Following premier Blaine Higgs's revision of Policy 713, Carr, then serving as the Minister of Transportation and Infrastructure, expressed his “extreme disappointment in a lack of process and transparency” in a jointly signed letter with fellow cabinet minister Daniel Allain. On June 27, 2023, Higgs dismissed both Carr and Allain from their cabinet positions, citing a breach of cabinet solidarity due to their support for the opposition motion on the policy. Carr and Allain, along with resigned ministers Dorothy Shephard and Trevor Holder, all voted with the opposition parties on June 15 which favoured a Liberal motion which opposed the policy revision and called for increased consultation on the policy. Carr and Allain were both relegated to backbencher positions, and new ministers were appointed to fill their cabinet roles. In an interview with CBC News, Carr, who remained a Progressive-Conservative MLA, expressed his disagreement with Higgs's leadership style.

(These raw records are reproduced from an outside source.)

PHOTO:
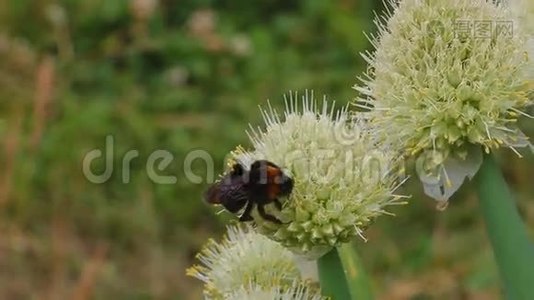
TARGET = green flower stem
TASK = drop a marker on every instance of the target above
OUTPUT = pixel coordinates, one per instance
(359, 286)
(332, 277)
(507, 233)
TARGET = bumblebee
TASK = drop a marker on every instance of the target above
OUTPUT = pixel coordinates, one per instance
(262, 184)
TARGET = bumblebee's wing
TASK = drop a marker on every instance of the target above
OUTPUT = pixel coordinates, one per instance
(211, 196)
(233, 196)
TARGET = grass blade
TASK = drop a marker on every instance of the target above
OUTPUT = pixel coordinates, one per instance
(332, 277)
(358, 282)
(507, 233)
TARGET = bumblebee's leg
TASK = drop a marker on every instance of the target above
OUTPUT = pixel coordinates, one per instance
(278, 204)
(263, 214)
(245, 217)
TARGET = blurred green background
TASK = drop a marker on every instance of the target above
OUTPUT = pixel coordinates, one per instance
(182, 76)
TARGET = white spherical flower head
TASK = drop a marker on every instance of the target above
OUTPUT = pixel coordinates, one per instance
(447, 79)
(342, 178)
(242, 258)
(297, 291)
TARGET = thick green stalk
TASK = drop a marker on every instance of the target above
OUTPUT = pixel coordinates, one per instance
(357, 279)
(507, 233)
(332, 277)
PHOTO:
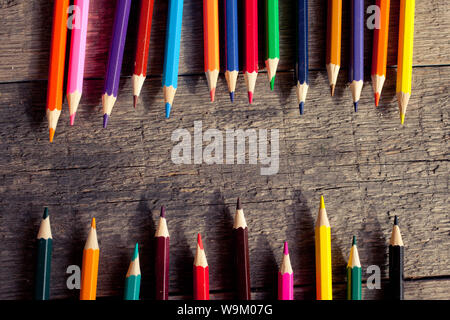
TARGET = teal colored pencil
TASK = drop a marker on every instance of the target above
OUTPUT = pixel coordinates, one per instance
(354, 274)
(172, 52)
(44, 259)
(133, 278)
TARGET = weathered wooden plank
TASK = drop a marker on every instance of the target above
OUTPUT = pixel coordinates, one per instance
(26, 30)
(367, 166)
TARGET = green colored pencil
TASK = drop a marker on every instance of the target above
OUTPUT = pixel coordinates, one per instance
(272, 40)
(354, 274)
(44, 259)
(133, 278)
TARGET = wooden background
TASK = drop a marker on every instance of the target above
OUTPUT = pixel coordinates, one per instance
(368, 167)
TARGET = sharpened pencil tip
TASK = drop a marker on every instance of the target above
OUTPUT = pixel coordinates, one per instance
(238, 204)
(136, 251)
(232, 96)
(250, 97)
(286, 249)
(45, 213)
(199, 241)
(51, 134)
(377, 99)
(322, 203)
(72, 119)
(105, 120)
(168, 107)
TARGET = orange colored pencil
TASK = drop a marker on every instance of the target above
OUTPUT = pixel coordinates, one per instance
(57, 61)
(211, 43)
(380, 44)
(334, 41)
(89, 269)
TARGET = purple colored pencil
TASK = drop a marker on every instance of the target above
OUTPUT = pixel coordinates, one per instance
(115, 58)
(356, 72)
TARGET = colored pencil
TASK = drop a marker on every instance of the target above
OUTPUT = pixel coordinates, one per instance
(89, 268)
(231, 45)
(250, 46)
(172, 52)
(323, 255)
(396, 251)
(302, 53)
(354, 274)
(133, 278)
(57, 61)
(240, 237)
(380, 45)
(142, 47)
(334, 28)
(405, 55)
(44, 259)
(201, 272)
(77, 58)
(286, 277)
(115, 58)
(162, 240)
(356, 71)
(211, 44)
(272, 40)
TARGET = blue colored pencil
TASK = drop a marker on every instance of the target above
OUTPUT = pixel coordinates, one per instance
(356, 73)
(172, 52)
(232, 45)
(302, 53)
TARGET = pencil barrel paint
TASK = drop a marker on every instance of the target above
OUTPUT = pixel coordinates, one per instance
(396, 286)
(162, 268)
(43, 269)
(242, 264)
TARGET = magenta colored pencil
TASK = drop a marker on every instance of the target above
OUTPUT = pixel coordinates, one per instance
(286, 277)
(77, 56)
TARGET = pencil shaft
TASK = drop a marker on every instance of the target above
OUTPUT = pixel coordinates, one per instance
(201, 283)
(242, 263)
(302, 42)
(231, 35)
(172, 46)
(43, 268)
(114, 65)
(396, 272)
(78, 47)
(143, 41)
(162, 268)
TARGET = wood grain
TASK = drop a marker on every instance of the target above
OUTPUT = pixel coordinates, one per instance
(368, 167)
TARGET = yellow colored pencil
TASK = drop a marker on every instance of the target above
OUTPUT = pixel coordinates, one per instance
(89, 269)
(323, 255)
(405, 55)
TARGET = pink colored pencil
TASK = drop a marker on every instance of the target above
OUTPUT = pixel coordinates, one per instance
(286, 277)
(77, 56)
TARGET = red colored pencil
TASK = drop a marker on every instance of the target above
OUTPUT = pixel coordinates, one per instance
(251, 46)
(162, 240)
(143, 42)
(201, 272)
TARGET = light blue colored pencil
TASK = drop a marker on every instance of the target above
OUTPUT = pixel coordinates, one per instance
(172, 52)
(133, 278)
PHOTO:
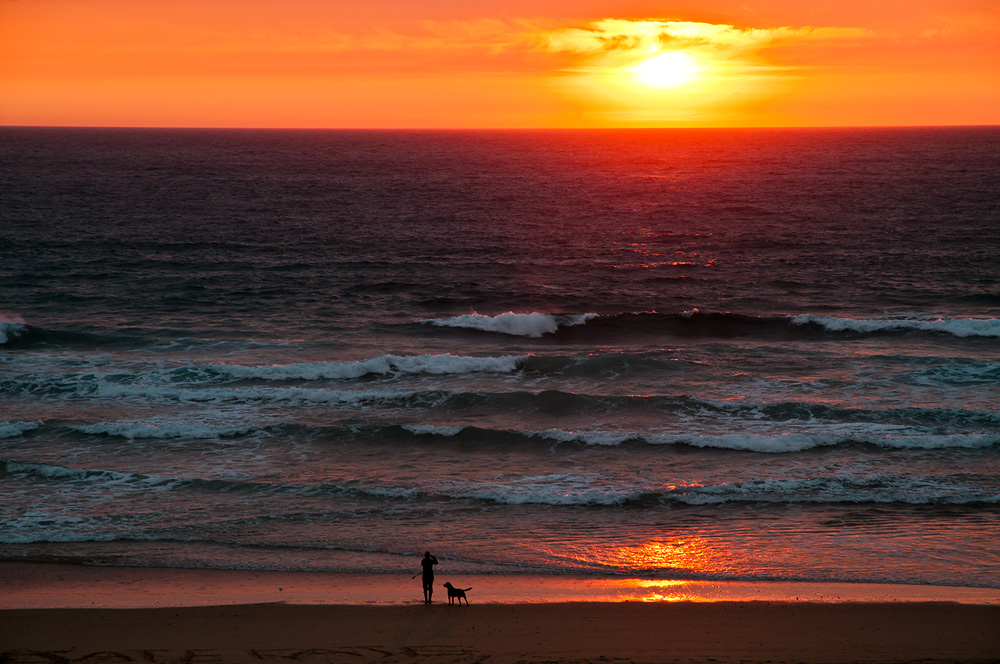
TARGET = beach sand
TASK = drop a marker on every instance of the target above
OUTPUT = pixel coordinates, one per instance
(534, 632)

On February 27, 2024, Carr announced on Twitter that he would be leaving politics and would not be running in the next election. On October 21, 2024, during election night for the 2024 general election, Carr spoke with CBC News, stating that Liberal leader Susan Holt "sustained a terribly negative hate attack campaign" by the Progressive Conservative party, calling for Higgs to apologize to Holt.

== Personal life ==
Carr is the older brother of Jack Carr, his predecessor as MLA for New Maryland-Sunbury, and Jody Carr, the previous MLA for the neighbouring district of Oromocto-Lincoln.

Prior to his election to the legislature, he worked as an executive assistant in his brother Jody's office when he was the Minister of Education and later as Minister of Post-Secondary Education, Training and Labour.